STEP 2B: Label the segments with customized parameters. Usage: ./segB input_step1 output_step1 output_step2A output_step2B [-q fdr] [-m min-mean] [-s min-size][-d deviation]
output_step2A is output of STEP 2A. Other parameters and options are same as STEP2.
----------------- Tips ----------------------------------------------------
If User want to compare the results across a group of samples,then (1) the option -d pooled-deviation is recommended. The pooled standard deviation will be used in labeling every sample within the group.
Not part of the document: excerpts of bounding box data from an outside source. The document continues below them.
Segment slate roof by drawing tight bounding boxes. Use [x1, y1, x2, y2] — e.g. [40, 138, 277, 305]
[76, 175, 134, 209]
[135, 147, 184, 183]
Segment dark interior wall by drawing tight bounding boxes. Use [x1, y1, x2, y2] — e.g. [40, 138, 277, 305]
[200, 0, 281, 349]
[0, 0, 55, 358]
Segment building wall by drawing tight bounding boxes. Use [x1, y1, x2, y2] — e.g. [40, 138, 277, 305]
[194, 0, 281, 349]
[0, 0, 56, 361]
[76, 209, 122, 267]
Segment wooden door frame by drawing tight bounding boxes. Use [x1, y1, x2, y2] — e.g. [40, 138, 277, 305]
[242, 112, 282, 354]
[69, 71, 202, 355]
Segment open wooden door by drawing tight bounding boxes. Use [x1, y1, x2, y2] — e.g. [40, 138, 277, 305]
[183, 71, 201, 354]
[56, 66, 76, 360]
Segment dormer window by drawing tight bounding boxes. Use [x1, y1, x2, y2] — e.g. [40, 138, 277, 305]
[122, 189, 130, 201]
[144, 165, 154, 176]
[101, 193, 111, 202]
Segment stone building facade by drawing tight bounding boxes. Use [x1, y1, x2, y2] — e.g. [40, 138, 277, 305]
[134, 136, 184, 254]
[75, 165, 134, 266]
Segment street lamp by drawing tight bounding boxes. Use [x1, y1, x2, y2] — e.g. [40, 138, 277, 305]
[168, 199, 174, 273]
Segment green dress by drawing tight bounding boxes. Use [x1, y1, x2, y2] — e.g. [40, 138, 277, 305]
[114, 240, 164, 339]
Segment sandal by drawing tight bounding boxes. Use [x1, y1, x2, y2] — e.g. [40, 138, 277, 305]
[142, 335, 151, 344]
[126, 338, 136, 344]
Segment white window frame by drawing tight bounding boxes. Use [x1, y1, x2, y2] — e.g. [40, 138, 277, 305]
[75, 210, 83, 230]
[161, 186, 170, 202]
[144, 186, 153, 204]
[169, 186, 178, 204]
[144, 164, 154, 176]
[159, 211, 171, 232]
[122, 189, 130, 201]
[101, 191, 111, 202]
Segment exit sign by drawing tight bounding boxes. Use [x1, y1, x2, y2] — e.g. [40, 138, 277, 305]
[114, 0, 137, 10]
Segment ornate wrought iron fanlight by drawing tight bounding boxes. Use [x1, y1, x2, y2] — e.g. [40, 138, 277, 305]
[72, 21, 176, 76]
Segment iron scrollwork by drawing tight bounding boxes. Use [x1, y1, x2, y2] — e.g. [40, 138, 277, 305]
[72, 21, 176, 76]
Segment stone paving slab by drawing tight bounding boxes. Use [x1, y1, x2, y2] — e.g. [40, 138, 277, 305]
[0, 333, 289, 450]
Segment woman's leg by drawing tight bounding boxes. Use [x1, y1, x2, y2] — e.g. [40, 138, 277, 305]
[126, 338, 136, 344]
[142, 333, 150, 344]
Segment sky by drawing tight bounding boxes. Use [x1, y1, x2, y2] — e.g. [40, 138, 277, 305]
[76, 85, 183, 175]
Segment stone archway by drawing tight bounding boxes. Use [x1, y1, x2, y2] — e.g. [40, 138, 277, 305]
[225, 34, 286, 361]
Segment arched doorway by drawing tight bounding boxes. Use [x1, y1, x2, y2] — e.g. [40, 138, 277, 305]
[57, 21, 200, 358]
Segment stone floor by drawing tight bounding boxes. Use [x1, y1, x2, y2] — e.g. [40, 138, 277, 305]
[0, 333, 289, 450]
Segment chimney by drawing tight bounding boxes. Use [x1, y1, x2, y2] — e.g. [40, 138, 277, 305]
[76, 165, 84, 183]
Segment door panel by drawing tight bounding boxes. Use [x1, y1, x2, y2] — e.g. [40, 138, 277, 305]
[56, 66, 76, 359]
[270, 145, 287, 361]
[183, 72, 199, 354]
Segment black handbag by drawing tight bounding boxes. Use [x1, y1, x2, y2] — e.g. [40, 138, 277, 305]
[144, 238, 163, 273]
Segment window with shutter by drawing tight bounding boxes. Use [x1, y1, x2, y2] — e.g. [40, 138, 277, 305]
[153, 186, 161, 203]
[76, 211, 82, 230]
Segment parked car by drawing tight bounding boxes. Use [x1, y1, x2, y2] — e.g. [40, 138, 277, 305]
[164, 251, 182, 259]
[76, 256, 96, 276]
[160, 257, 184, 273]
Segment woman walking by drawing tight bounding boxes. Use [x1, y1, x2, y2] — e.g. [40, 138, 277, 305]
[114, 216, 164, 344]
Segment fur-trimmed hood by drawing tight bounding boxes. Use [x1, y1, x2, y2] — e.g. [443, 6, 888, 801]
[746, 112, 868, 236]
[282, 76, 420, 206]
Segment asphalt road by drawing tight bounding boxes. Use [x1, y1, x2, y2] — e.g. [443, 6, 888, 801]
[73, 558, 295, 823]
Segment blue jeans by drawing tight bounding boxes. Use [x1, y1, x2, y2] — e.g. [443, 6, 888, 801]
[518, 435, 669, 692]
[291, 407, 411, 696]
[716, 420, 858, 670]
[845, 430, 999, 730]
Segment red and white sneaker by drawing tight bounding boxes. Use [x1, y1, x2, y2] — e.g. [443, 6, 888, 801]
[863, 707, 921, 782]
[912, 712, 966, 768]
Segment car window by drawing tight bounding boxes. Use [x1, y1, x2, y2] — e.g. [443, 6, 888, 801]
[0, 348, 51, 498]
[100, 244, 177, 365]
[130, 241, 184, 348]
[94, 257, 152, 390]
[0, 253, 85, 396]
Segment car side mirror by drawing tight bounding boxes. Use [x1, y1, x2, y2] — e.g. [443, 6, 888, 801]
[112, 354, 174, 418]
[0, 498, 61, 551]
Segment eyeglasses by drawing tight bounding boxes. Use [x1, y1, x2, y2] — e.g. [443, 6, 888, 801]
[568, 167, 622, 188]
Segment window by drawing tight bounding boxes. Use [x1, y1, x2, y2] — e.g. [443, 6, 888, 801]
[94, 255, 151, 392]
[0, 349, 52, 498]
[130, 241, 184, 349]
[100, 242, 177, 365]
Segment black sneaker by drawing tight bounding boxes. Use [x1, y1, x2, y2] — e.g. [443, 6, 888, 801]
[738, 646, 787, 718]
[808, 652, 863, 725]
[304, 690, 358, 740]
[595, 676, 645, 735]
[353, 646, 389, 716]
(2) if Users want to use the same cut-off value of segment p-values for labeling(not recommended),
then use the option
-f 0 -q Q0
to skip B-H procedure and use the option and specify Q0 as the cut-off value.
---------------------- EXAMPLEs --------------------------------------------------
using "chr22-input-data" in the demo-data folder
step 1: ./SEG_executables/stat ./demo-data/chr22-input-data chr22-input-data_out 1
step 2: ./SEG_executables/seg ./demo-data/chr22-input-data chr22-input-data_out chr22-input-data_out_seq -q 0.1 -m 0.525018 -s 5 -w 6 -k 101 -n 1
using "K9-aCGH_data" in the demo-data folder
Dog has 39 chromosomes Here is format of inputfile CHROMOSOME CHR_POSITION LOG2_RATIO chr1 3212001 0.1090 chr1 3225657 -0.1221 chr1 3238689 -0.1199 chr1 3243589 -0.0846 chr1 3248064 -0.1770
step 1: ./SEG_executables/stat ./demo-data/K9-aCGH_data K9-aCGH_data.stat 39
step2: ./SEG_executables/seg ./demo-data/K9-aCGH_data K9-aCGH_data.stat K9-aCGH_data_segOutput -k 4000
chromsome 1, the largest chromosome in dog, has 20820 probes. when Km=4000, Kmw=40006=24000>20820, the DP will be applied on whole chromosomes.